Tuesday, August 25, 2009

When They Begin Demolition Of Your Church

OK, that’s a bit over-dramatic. More like: When They Begin Demolition At Your Church. We take a few weeks each summer to visit other churches: to broaden our worship experiences, to hear certain ministers preach, to refresh memories. This is satisfying and, I think, valuable. There is always a twinge, knowing that we are missing the worship we cherish so much. And, our three associate pastors are in the pulpit much of the time in July and part of August, and they are all excellent preachers.

And so, it was with anticipation that I walked up Westminster Avenue toward Shadyside Church and that sweet encounter with God’s Grace. I regretted that my wife had to attend a rare Sunday meeting at work. I saw the orange fencing and blue dumpster from a distance. I was about to steel myself when I recognized a young couple we know bringing their daughter for baptism. The warmth of that greeting was still with me when I turned and saw the rubble and machines in what had been the peaceful cloister/courtyard between the church and chapel.

I had been expecting, even looking forward to, the beginning of the renovation that emerged from the vision of Building Community for our church. I told myself that it was excitement, not anxiety, that attracted the butterflies to my stomach. I tried to stave off both by documenting the scene in photographs. The blur in half shots belied my sentiments. Even so, I was able to picture the bright, open atrium that will be the church’s “living room,” where we welcome strangers and relax with our church family.

Inside the sanctuary, the sight of old friends and a good crop of visitors settled me. Three chimes and the processional hymn brought my focus to worship. I did not try to put demolition/construction out of my mind. Our sermon was titled “Praying Your Renovation,” with the text describing Nehemiah, mourning the need to rebuild Jerusalem’s walls, which led him to pray. Our Pastor, Craig Barnes, as he always does, was speaking the subtext of scripture into our lives. Our congregation and its leaders had discerned God’s will to include changing our walls to become a place of greater hospitality, for visitors, for members, for those we have the privilege to serve.

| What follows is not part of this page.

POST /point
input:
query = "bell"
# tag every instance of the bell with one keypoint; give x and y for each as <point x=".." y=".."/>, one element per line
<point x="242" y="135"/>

Craig spoke about the presenting issue: the anxiety and inconvenience of a construction project. Then he invited us to consider those parts of our lives that need renovation: a relationship, a career, a health concern. Prayer drives our plans to become a part of God’s vision for our lives and for those he wants our lives to reach.

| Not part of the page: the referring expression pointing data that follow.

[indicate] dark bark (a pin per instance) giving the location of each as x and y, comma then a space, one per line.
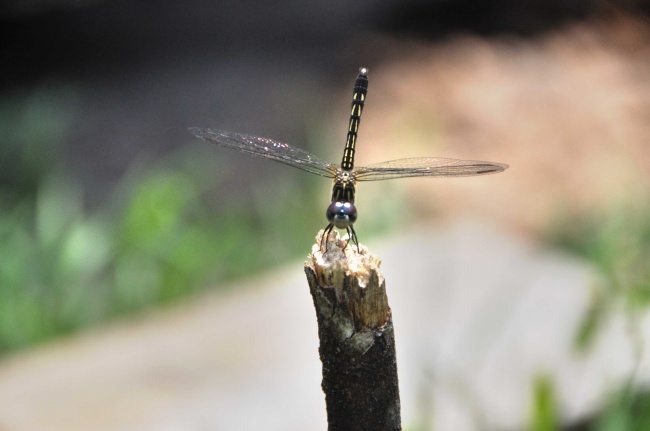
357, 343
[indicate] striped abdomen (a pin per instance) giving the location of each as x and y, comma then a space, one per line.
358, 99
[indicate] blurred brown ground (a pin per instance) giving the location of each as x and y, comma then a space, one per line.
569, 111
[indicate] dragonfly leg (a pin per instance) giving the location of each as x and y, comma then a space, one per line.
352, 235
326, 235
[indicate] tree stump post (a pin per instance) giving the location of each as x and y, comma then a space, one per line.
357, 342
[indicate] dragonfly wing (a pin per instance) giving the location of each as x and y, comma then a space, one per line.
427, 167
268, 149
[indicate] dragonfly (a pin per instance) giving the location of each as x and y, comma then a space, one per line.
341, 212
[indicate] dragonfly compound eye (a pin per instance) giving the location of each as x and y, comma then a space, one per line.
341, 214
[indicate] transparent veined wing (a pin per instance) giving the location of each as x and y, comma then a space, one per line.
268, 149
427, 167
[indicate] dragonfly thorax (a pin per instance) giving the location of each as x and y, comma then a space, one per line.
341, 214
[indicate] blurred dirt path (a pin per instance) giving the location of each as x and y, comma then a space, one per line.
477, 314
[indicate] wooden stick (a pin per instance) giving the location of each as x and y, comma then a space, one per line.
357, 343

I came away reminded that bringing my anxieties before God rarely causes the anxiety-producer go away. There are times when the things I worry about actually happen – sometimes they are worse than I feared. Faith is trusting that God is ready to redeem every situation with his perfect vision, in his perfect time. And, lest faith become a palliative, Craig’s charge to us was bracing: God’s plans always include change.